Egress CEO, Tony Pepper says that the report shows the ignorance of IT leaders towards insider breaches and the lack of risk management on their part.

 “While they acknowledge the sustained risk of insider data breaches, bizarrely IT leaders have not adopted new strategies or technologies to mitigate the risk. Effectively, they are adopting a risk posture in which at least one-third of employees putting data at risk is deemed acceptable. “The severe penalties for data breaches mean IT leaders must action better risk management strategies, using advanced tools to prevent insider data breaches. They also need better visibility of risk vectors; relying on employees to report incidents is not an acceptable data protection strategy.”

Misdirected and phishing emails are top cause of insider data breaches- 

Misdirected and phishing emails are top cause of accidental insider data breaches as 41% of employees who leaked data said they did it because of phishing emails and 31% said they sent the information to the wrong individual by email.

 Tony Pepper adds;

“Incidents of people accidentally sharing data with incorrect recipients have existed for as long as they’ve had access to email.
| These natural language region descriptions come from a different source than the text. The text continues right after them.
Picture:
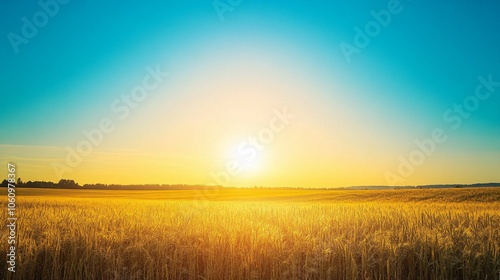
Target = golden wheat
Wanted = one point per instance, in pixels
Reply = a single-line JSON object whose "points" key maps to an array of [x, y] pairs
{"points": [[342, 236]]}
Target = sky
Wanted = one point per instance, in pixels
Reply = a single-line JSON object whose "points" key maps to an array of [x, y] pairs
{"points": [[251, 93]]}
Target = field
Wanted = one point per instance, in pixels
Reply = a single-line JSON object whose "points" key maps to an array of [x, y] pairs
{"points": [[257, 234]]}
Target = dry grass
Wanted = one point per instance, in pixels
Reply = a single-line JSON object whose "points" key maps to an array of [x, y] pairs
{"points": [[258, 234]]}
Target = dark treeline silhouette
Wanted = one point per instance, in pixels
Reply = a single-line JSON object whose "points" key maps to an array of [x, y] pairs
{"points": [[71, 184]]}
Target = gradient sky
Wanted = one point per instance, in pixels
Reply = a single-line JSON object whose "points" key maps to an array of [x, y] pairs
{"points": [[354, 121]]}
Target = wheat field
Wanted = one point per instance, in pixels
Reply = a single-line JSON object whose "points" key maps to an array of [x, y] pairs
{"points": [[257, 234]]}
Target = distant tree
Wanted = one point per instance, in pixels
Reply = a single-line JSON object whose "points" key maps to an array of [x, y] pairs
{"points": [[67, 184]]}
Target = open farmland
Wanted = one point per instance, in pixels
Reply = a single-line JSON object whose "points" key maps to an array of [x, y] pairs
{"points": [[257, 234]]}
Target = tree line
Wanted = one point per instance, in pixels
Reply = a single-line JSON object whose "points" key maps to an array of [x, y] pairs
{"points": [[71, 184]]}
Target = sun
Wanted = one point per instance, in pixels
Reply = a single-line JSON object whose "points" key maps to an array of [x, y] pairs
{"points": [[249, 159]]}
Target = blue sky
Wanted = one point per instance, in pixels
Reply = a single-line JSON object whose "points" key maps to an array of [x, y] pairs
{"points": [[396, 89]]}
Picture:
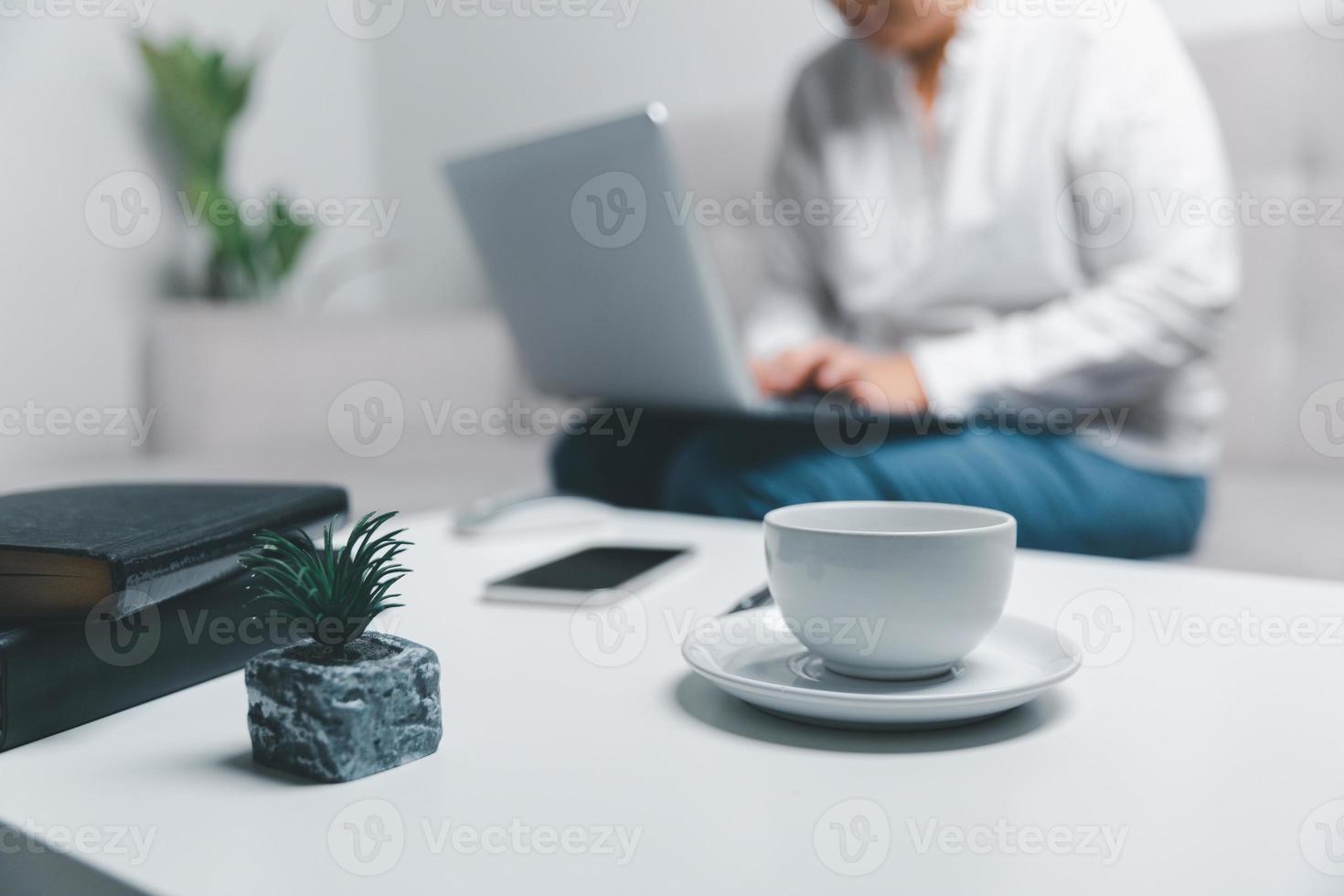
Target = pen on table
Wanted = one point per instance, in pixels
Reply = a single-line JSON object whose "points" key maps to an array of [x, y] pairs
{"points": [[757, 600]]}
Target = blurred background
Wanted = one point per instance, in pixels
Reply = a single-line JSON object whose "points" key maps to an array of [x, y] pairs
{"points": [[363, 349]]}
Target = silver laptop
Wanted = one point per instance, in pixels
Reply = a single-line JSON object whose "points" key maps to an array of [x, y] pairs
{"points": [[606, 294]]}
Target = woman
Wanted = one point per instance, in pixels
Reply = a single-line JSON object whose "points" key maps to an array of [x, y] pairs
{"points": [[1035, 261]]}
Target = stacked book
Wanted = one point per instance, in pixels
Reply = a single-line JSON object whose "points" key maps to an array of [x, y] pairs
{"points": [[113, 595]]}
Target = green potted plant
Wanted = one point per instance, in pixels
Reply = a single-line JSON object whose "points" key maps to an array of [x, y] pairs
{"points": [[199, 94], [343, 703]]}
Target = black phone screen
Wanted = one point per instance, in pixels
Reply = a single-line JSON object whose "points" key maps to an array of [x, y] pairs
{"points": [[592, 569]]}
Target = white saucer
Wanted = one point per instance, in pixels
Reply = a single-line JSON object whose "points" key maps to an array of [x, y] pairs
{"points": [[752, 656]]}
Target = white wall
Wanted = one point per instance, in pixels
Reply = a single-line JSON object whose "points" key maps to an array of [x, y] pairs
{"points": [[453, 83], [336, 113], [73, 111]]}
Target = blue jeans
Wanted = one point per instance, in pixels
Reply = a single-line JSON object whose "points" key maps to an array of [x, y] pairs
{"points": [[1064, 496]]}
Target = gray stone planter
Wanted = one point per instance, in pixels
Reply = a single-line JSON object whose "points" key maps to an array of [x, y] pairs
{"points": [[337, 720]]}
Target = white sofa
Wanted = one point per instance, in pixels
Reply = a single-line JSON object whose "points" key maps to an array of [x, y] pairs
{"points": [[1277, 504], [248, 395]]}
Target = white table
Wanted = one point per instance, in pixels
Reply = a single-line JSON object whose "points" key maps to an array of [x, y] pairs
{"points": [[1210, 762]]}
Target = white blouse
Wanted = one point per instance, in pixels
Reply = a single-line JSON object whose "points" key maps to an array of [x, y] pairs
{"points": [[1041, 240]]}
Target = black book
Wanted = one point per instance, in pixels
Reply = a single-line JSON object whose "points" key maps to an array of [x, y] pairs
{"points": [[57, 677], [116, 549]]}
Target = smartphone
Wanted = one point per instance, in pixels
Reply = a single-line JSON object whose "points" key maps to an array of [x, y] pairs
{"points": [[595, 575]]}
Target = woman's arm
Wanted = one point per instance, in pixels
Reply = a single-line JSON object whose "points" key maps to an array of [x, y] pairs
{"points": [[1147, 152]]}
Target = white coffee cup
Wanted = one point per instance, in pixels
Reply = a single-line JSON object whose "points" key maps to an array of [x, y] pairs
{"points": [[890, 590]]}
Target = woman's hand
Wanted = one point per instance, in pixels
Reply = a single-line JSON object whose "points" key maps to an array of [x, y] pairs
{"points": [[886, 383]]}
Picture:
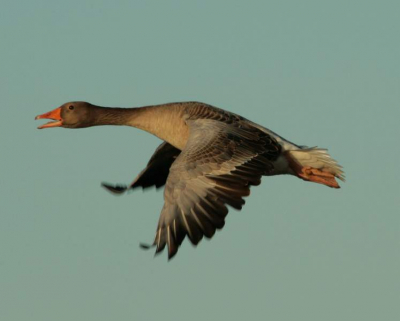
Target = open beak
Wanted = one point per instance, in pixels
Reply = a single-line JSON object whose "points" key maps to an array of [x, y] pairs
{"points": [[54, 115]]}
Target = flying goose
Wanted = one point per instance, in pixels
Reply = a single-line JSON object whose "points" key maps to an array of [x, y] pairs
{"points": [[208, 160]]}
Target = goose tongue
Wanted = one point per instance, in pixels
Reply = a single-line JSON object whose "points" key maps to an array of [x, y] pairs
{"points": [[55, 115]]}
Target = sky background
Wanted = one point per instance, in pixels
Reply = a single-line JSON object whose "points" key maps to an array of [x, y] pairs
{"points": [[323, 73]]}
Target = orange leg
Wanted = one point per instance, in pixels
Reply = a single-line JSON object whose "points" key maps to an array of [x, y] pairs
{"points": [[317, 176], [311, 174]]}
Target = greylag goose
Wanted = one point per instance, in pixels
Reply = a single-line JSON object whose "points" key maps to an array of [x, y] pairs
{"points": [[208, 160]]}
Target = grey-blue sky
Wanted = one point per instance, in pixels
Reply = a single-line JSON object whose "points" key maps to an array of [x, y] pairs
{"points": [[318, 73]]}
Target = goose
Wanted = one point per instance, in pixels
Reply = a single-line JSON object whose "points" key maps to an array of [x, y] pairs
{"points": [[208, 160]]}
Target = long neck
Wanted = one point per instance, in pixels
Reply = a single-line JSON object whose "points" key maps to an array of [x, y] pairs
{"points": [[164, 121], [115, 115]]}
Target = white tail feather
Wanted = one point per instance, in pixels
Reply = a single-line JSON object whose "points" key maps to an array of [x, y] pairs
{"points": [[318, 158]]}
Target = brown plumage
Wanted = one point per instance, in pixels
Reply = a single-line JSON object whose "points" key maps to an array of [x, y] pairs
{"points": [[208, 161]]}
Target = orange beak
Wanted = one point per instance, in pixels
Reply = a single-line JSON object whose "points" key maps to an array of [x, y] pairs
{"points": [[55, 115]]}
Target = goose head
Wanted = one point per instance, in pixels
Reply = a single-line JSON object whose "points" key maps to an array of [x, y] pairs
{"points": [[76, 114]]}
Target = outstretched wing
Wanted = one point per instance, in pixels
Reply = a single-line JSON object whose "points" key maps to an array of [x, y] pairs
{"points": [[216, 168], [155, 173]]}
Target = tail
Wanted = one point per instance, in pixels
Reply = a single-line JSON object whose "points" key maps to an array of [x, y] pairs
{"points": [[316, 165]]}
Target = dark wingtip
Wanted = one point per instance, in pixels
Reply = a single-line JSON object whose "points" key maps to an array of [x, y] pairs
{"points": [[115, 189], [145, 246]]}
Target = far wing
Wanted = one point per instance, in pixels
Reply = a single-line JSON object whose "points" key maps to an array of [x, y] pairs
{"points": [[155, 173]]}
As a fundamental communication tool, organizations and security teams have weighed the advantages of efficiency against data security considerations, and frequently compromise on the latter. 

“However, we are in an unprecedented time of technological development, where tools built using contextual machine learning can combat common issues, such as misdirected emails, the wrong attachments being added to communications, auto-complete mistakes, and employees not using encryption tools correctly. Organizations need to tune into these advances to truly be able to make email safe.”